First Solar's plant in Frankfurt an der Oder
First Solar's plant in Frankfurt an der Oder in the former East Germany is located in a region near the Polish border that is becoming known as Solar Valley.

      As for talent needs, Northwest Ohio "has been a great place for us in terms of technical infrastructure, and because of the glass industry knowledge that’s here," says Spangler. "Speaking for myself, this probably wouldn’t have been the first place I’d put a pin on the map. But it’s a great place to raise a family, with great school systems, and safe, nice neighborhoods. Usually that’s what we get [from newly recruited employees]: ‘Wow, this is really a nice place.’ "
      Those employees come with backgrounds in mechanical and electrical engineering, material science and chemistry, often from foreign countries. They also come from a talent base that’s looking for employment, symbolized by the Chrysler machining plant across the street, which employs about 800 on a footprint that used to employ 2,800.
       "I’d be lying if I said the economy hasn’t helped us in terms of local talent," says Spangler, "with a lot of local folks out of the glass and auto industries."
      Some of that talent is also going to other solar-power start-ups in the Toledo area, such as Xunlight. Spangler says he sees a lot of potential for what Blaha calls "the Silicon Valley of Solar Energy," but many firms are at an early stage of development.
      U.S. support for solar energy could also be labeled as early stage, especially compared to where First Solar found its first success, in Germany. But the tide is turning.
       "Primarily due to their green initiatives, Germany traditionally had been our primary market, but that’s changed," says Spangler. "There’s a lot more activity in the U.S."
      It only figures to increase, driven by the engines of a) increasing affordability and efficiency, b) renewable portfolio standards at the state level, and c) new renewable power incentives being put in place by the federal government.
Todd Spangler, plant manager, First Solar
Todd Spangler, plant manager, First Solar

      At the February announcement of the company’s attaining the less-than-$1-per-watt production cost, Michael Ahearn said governments like Germany’s deserved part of the credit.

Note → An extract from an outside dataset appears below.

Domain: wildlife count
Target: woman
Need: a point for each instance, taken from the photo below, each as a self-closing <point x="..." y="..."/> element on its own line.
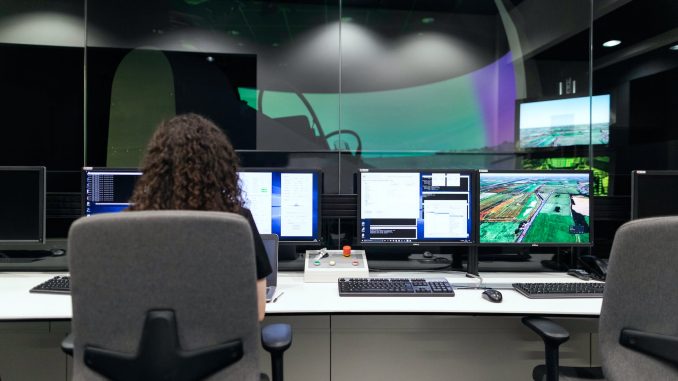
<point x="190" y="164"/>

       "Without forward-looking government programs supporting solar electricity, we would not have been able to invest in the capacity expansion which gives us the scale to bring costs down," he said. "First Solar’s ongoing focus on cost reduction enables continued growth even as subsidies decline. In the meantime, those initial investments are paying off in a cleaner environment and in the creation of thousands of jobs with a clear future."
       "Everyone always said, ‘It’s just not there, it’s too costly, people will not make that sacrifice,’" says Spangler of past doubters of solar power. "Our goal is to make it so it’s not a sacrifice. Our goal is to not need renewable portfolio standards."
      Until that sunny day, however, Northwest Ohio is glad to have a renewable power portfolio of its own.